表題番号:2013A-6137 日付:2014/04/13
研究課題南宋の市民階層と伝統文学-『夷堅志』を中心に-
研究者所属(当時) 資格 氏名
(代表者) 教育・総合科学学術院 教授 内山 精也
研究成果概要
『夷堅志』はもと420巻からなる志怪の書(現存するのはおよそその半分)で、そこには宋代の夥しい怪奇のエピソードが収録されている。それぞれのエピソードには、時間、場所、人物が明記されているため、それらはひとり小説・説話研究の対象となるばかりではなく、宋代社会史の恰好の素材としても大いに注目されてきた。
 筆者は近年、中国伝統文学の通俗化という問題を主たる研究テーマとし、とくに13世紀、宋末元初における関連の諸現象の収集と分析を進めているが、そこに連続する12世紀、北宋末期から南宋中期の関連の現象についても同様に考察の対象としている。このような観点から、この一年、折にふれ『夷堅志』を繙き、関連のエピソードの収集と類別を行った。その結果、宋末元初へとつながる幾つかの素材を発見し、目下それらを整理して、文章化の準備を進めているところである。

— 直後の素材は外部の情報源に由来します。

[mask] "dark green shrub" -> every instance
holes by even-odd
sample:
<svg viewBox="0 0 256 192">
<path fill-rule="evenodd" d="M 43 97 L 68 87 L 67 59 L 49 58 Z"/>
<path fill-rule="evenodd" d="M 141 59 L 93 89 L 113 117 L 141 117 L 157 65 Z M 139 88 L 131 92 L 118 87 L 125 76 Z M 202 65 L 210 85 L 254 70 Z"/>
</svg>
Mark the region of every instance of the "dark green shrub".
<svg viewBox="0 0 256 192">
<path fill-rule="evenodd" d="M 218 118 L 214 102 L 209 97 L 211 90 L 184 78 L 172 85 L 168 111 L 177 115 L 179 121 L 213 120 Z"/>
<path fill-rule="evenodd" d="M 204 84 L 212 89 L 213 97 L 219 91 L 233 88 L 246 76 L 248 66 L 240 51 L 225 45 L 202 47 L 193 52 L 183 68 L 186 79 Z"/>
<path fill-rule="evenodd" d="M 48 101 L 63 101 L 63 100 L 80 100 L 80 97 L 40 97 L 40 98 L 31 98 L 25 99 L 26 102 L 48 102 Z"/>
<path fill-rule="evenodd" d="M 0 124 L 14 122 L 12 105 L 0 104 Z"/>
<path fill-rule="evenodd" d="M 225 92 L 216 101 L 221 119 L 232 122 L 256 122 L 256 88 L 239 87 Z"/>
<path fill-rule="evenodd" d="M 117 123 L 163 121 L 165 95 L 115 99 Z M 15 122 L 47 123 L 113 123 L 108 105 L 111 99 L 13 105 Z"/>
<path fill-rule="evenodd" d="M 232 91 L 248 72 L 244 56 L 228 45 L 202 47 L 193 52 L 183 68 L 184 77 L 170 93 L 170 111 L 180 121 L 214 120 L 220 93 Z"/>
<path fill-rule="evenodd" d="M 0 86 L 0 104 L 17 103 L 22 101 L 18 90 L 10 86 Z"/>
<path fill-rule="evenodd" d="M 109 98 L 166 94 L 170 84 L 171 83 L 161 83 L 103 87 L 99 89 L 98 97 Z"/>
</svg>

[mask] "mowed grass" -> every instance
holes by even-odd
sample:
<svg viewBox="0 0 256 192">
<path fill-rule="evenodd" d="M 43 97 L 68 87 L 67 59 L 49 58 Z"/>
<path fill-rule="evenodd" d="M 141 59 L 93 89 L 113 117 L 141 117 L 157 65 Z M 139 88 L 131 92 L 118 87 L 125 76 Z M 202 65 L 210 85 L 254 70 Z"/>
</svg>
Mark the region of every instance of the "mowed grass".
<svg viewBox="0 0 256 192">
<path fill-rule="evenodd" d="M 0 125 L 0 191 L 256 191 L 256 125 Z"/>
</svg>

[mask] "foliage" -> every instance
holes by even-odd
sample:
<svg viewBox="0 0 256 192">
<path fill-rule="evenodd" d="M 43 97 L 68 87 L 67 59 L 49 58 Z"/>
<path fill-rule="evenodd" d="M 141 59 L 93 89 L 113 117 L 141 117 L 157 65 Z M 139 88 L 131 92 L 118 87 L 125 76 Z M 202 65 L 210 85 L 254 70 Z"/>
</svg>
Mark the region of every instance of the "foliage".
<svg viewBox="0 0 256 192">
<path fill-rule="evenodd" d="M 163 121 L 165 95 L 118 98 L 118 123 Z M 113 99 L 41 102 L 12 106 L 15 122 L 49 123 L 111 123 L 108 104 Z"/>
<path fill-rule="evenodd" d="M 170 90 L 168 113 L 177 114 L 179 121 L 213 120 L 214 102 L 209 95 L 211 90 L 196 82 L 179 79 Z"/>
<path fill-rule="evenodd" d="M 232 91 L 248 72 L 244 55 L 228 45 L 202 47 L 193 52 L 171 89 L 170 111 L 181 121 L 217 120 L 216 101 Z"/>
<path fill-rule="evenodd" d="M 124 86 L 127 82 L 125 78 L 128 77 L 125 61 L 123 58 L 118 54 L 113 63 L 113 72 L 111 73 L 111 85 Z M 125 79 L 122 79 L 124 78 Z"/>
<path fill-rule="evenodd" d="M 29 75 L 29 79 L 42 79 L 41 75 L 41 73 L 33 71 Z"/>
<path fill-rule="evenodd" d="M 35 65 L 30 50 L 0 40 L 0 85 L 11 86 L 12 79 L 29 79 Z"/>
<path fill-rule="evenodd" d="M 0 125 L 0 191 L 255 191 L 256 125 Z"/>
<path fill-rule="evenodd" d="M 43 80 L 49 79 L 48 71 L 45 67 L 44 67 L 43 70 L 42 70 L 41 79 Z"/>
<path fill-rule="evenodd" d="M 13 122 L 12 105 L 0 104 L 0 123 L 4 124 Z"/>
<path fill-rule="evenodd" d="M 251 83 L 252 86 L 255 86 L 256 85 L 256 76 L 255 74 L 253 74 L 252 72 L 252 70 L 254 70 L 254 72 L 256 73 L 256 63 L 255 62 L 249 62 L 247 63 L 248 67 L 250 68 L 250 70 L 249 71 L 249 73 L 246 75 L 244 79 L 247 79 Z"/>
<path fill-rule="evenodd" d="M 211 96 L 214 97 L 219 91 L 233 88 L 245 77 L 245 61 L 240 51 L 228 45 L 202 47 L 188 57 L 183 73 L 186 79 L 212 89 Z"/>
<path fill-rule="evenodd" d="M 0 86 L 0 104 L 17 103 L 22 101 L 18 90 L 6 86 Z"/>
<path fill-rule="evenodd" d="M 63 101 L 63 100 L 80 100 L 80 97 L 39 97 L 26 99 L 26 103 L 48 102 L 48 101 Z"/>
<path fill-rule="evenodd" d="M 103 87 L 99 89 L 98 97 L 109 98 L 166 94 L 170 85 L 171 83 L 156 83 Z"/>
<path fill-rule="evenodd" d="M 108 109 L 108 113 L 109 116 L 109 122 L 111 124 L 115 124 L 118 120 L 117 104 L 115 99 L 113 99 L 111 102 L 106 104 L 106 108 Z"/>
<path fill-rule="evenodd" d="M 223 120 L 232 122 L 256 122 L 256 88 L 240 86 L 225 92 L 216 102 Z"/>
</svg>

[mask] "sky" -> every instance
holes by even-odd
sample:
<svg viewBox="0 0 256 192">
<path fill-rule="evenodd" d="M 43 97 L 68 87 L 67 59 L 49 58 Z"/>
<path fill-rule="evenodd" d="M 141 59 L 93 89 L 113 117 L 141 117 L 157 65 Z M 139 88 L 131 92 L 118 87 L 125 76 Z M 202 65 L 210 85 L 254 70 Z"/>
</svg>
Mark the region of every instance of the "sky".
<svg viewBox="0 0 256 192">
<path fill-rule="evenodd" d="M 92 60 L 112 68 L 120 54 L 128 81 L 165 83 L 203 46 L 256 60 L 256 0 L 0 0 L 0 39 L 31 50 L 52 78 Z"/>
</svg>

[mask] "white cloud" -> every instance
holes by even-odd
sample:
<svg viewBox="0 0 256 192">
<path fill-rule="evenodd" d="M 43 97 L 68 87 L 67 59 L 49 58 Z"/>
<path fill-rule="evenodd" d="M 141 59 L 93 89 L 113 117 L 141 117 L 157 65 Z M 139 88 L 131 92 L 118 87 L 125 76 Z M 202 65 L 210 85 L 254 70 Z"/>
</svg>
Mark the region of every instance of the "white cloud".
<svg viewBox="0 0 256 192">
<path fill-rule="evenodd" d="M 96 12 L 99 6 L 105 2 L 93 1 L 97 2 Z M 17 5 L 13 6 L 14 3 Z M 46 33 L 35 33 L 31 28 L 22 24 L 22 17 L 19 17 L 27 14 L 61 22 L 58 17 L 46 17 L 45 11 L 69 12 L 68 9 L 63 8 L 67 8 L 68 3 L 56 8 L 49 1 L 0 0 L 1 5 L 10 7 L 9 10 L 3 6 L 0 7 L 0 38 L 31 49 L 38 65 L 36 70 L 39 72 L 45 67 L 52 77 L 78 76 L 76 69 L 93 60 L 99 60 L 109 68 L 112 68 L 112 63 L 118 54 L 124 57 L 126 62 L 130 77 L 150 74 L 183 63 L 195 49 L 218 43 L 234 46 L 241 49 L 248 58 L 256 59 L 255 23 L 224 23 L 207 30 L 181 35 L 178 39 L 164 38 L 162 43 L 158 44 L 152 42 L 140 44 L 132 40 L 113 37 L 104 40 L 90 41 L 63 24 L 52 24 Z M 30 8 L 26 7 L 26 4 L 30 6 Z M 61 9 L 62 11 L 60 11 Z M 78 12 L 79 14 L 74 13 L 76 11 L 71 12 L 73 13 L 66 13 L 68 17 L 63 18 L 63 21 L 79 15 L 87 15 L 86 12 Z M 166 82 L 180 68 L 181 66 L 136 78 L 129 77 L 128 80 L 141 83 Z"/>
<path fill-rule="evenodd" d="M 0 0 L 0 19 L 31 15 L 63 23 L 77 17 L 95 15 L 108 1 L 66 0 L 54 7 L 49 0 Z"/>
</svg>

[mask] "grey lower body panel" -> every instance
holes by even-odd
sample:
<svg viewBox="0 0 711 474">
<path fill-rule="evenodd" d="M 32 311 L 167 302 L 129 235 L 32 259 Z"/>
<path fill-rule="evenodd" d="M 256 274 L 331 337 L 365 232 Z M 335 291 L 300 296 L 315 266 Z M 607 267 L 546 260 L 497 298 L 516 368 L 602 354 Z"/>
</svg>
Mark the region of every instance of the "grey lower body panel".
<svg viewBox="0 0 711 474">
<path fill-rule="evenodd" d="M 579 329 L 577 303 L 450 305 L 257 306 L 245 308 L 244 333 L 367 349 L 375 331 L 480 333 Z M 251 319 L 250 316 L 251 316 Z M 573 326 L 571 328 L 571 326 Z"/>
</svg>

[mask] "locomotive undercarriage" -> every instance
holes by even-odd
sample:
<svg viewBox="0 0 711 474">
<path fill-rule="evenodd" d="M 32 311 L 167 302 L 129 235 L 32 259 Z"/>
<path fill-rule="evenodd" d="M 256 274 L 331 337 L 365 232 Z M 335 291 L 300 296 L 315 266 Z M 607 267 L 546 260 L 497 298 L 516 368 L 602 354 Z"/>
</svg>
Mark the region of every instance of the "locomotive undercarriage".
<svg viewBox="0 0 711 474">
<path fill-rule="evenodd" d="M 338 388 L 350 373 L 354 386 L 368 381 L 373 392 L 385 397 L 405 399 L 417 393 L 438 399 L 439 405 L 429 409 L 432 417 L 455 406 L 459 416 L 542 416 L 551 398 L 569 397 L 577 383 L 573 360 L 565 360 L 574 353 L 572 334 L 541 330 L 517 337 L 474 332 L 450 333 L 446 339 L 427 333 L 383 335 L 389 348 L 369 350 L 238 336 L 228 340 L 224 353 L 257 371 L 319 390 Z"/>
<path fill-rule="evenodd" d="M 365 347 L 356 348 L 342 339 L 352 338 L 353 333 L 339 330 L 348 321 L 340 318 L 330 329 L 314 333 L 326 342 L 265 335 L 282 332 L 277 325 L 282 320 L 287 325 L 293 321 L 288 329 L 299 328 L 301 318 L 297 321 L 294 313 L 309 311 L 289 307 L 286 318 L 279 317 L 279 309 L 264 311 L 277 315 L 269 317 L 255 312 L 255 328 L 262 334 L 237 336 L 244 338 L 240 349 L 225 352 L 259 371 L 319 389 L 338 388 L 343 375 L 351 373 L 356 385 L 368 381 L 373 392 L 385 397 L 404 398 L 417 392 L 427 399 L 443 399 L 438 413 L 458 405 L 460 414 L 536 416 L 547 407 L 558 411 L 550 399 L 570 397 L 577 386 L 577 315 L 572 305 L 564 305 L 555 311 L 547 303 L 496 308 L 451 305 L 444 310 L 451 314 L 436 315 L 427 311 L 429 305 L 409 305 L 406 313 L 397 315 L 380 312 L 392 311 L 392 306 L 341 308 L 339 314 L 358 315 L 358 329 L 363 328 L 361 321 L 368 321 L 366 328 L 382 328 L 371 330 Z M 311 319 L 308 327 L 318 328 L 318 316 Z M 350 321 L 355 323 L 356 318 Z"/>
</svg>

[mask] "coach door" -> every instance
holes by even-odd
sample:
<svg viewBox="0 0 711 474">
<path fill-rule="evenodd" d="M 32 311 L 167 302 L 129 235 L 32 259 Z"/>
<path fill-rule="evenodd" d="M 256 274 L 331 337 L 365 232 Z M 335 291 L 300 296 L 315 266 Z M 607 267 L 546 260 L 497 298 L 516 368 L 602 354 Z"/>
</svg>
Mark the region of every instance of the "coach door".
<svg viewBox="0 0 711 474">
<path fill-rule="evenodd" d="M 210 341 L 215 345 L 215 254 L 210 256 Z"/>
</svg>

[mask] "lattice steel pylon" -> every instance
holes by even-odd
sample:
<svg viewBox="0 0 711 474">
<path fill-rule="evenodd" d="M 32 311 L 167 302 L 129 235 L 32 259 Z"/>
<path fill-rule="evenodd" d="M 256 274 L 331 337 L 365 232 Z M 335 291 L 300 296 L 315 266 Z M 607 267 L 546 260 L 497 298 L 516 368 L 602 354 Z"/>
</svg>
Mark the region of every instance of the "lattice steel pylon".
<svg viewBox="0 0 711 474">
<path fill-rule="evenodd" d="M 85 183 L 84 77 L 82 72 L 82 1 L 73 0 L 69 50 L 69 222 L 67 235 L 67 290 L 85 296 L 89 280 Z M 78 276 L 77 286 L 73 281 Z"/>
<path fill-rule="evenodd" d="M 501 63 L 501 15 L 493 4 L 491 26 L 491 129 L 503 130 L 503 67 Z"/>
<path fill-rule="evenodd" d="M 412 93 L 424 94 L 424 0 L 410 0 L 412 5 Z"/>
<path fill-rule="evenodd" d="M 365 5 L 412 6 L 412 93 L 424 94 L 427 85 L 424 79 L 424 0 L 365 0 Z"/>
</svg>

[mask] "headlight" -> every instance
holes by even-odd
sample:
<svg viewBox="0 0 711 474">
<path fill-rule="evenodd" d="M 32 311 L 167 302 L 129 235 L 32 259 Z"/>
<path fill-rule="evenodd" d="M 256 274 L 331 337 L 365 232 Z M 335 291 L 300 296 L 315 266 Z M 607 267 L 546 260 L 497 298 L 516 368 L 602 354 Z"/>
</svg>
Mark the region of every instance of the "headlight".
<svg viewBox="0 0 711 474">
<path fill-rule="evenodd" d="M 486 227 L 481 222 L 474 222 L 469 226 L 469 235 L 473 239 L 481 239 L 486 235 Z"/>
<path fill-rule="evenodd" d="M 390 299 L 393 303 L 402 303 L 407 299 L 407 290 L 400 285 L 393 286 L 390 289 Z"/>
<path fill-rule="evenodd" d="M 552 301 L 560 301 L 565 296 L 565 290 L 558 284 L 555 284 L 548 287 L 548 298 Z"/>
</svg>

 筆者が捜し得た素材の一つは、「漢字の霊力」に関わる話柄である。『夷堅志』には科挙の受験に勤しむ書生の怪奇譚が数多く含まれるが、彼らが霊験あらたかなる廟に詣でて、及第を祈願し、神々のお告げを得て、そのお告げの通りに成功するという話柄が存在する。神のお告げは往々にして暗示的な韻文の形で示される。このような漢字を媒介とする予言は、童謡や讖緯という形で紀元前から存在するものではあるが、重要な点は上古における国家・社会的関心事から個人の関心事へという通俗化をはっきり認めることができる。しかも一個人の出世という世俗的な欲求に絡んで漢字の霊力が問題化されている点が時代的特性を示している。そのほか、『夷堅志には、「拆字」に関わる漢字占い稼業についても言及があり、これらによって漢字文化が中間層に浸透しつつある瞬間をとらえている。
 筆者がより多く着目する伝統詩歌の通俗化についても、断片的ながら、幾つかの素材を拾い集めることができたので、それらを適宜整理し、文章にすべく準備を進めている。